Aku tahu, dari awal aku menolak perjodohan ini. Namun, aku tak bisa membohongi perasaanku. Aku sudah menyukai Angga sejak kami kecil. Dulu, hubungan kami tidak sesuram ini. Kami bermain bersama, berbagi cerita. Tak pernah terlintas di pikiranku, bahwa suatu hari, orang tua kami akan menjodohkan kami. Dan kini, aku harus menerima keputusan yang sudah aku buat.

flashback

"As-salamualaikum," sapaku, sambil melangkah masuk.

"Waalaikum salam," jawab kedua orang tuaku hampir bersamaan.

"Nara, sini duduk," ucap Papa, sambil menepuk kursi di sampingnya.

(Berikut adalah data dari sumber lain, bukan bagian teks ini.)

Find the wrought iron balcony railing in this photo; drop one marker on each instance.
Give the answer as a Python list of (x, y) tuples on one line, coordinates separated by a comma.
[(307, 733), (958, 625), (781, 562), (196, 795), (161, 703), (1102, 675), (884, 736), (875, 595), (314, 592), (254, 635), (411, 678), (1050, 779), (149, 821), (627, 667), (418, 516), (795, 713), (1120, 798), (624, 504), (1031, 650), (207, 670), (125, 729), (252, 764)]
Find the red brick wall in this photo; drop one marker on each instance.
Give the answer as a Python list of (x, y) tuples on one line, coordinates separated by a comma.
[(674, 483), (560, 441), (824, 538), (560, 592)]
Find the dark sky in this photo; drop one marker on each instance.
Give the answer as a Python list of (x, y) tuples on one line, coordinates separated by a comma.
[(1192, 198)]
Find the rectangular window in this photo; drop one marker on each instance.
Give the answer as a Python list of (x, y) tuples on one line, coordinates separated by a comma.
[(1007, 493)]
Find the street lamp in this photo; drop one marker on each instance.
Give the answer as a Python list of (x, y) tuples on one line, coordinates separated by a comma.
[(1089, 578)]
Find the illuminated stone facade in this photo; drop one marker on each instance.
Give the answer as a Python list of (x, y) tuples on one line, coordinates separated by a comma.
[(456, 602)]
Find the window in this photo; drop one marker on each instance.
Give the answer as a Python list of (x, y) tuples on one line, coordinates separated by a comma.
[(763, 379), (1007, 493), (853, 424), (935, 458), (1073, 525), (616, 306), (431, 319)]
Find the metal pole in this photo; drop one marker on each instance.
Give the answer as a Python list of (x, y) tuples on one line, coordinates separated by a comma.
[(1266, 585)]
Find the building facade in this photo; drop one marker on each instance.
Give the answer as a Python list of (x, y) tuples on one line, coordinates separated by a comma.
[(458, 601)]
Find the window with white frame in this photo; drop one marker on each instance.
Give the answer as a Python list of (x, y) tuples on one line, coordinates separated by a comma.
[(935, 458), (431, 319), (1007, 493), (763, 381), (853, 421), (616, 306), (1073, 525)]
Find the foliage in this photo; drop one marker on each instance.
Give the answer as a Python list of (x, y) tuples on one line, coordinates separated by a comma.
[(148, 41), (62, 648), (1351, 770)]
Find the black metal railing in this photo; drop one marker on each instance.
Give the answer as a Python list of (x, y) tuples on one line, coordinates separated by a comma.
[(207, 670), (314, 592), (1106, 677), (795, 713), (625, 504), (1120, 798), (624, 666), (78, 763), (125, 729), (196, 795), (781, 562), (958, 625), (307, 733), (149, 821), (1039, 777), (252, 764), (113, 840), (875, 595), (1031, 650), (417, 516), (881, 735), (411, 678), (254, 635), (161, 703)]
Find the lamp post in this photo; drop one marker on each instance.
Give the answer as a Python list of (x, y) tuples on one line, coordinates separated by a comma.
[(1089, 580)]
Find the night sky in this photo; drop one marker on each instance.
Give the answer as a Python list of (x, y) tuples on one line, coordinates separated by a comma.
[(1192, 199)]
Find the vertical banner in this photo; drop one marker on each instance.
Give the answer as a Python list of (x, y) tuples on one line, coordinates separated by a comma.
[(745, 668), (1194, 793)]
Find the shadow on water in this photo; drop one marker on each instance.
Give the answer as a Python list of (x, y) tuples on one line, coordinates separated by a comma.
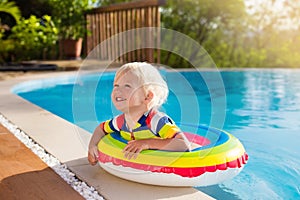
[(218, 192)]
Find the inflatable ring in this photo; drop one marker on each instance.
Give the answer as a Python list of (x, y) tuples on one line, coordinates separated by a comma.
[(216, 157)]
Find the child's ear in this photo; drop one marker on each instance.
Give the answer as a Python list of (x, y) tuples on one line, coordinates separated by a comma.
[(149, 96)]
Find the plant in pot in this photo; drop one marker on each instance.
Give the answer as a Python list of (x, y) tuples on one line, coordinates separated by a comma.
[(69, 16)]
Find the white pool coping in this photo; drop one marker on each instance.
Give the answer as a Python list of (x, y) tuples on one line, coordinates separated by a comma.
[(68, 143)]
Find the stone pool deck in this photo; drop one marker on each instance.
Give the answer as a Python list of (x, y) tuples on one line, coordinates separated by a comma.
[(68, 143)]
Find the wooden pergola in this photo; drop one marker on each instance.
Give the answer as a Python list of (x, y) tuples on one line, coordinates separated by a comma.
[(114, 31)]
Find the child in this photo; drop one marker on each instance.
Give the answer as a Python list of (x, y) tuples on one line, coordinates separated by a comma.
[(138, 92)]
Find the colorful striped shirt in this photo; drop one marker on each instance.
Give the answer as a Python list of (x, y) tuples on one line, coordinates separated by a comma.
[(152, 124)]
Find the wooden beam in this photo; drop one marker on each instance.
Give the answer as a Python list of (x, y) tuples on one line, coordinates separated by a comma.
[(128, 5)]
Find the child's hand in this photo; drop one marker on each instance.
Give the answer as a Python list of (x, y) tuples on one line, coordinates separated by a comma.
[(134, 147), (93, 156)]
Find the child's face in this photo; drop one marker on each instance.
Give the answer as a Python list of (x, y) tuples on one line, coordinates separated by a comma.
[(128, 93)]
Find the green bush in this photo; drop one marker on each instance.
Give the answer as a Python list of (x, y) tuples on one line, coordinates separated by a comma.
[(34, 38)]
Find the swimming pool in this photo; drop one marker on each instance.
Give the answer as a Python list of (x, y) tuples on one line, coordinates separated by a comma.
[(262, 110)]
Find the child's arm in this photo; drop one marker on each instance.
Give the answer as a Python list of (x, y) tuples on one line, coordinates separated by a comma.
[(178, 143), (93, 148)]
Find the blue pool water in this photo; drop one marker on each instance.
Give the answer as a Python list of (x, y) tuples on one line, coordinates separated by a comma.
[(260, 107)]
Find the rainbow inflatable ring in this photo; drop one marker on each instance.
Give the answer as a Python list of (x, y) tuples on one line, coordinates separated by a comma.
[(216, 156)]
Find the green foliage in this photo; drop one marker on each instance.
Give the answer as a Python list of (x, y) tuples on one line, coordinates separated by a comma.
[(10, 9), (208, 22), (69, 17), (33, 38)]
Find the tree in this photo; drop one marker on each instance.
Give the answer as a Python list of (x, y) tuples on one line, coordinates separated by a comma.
[(210, 22), (9, 15)]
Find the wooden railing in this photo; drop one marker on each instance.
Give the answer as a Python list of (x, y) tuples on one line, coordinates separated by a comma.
[(115, 31)]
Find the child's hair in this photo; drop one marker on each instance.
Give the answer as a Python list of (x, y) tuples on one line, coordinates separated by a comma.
[(150, 79)]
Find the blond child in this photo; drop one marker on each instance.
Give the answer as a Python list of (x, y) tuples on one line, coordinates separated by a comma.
[(138, 92)]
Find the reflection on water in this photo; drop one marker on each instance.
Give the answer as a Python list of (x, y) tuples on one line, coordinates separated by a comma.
[(262, 109)]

Aku tersenyum melihat Om Arya dan Tante Sindy, kedua orang tua Angga, yang juga ada di ruang tamu. "Eh, ada Om dan Tante juga," kataku, sembari duduk.

Tante Sindy langsung memulai percakapan, "Nara, kami ke sini karena ada hal penting yang ingin kami bicarakan. Kami sudah sepakat untuk menjodohkan kamu dengan anak kami, Angga."

Mendengar itu, jantungku berdetak cepat. "Apa?" tanyaku, terkejut. Rasanya tidak percaya dengan apa yang baru saja kudengar.

"Kalian cuma selisih lima tahun, Nara. Kami pikir ini waktu yang tepat," lanjut Tante Sindy dengan lembut.

"Tapi, Tante, ini terlalu mendadak. Saya belum..." ucapanku terpotong ketika Angga, yang sejak tadi diam, akhirnya angkat bicara.

"Mama, aku sudah bilang, aku tidak mau. Nara juga pasti tidak setuju," katanya dengan nada tegas, sembari melirikku tajam, seolah memintaku untuk menolak.

"Diam, Angga!" Om Arya menyela, terlihat tidak suka dengan sikap putranya.

Tante Sindy mencoba melunakkan suasana, "Nak, cinta bisa tumbuh seiring berjalannya waktu. Kami ingin kalian bahagia. Lagi pula, kami ingin segera menimang cucu."

Papa menatapku serius, "Nara, selama ini Papa tidak pernah meminta apa pun darimu, kan?"

Aku terdiam, menunduk. "Tidak pernah, Pa."

"Kalau begitu, tolong turuti keinginan Papa kali ini. Menikahlah dengan Angga."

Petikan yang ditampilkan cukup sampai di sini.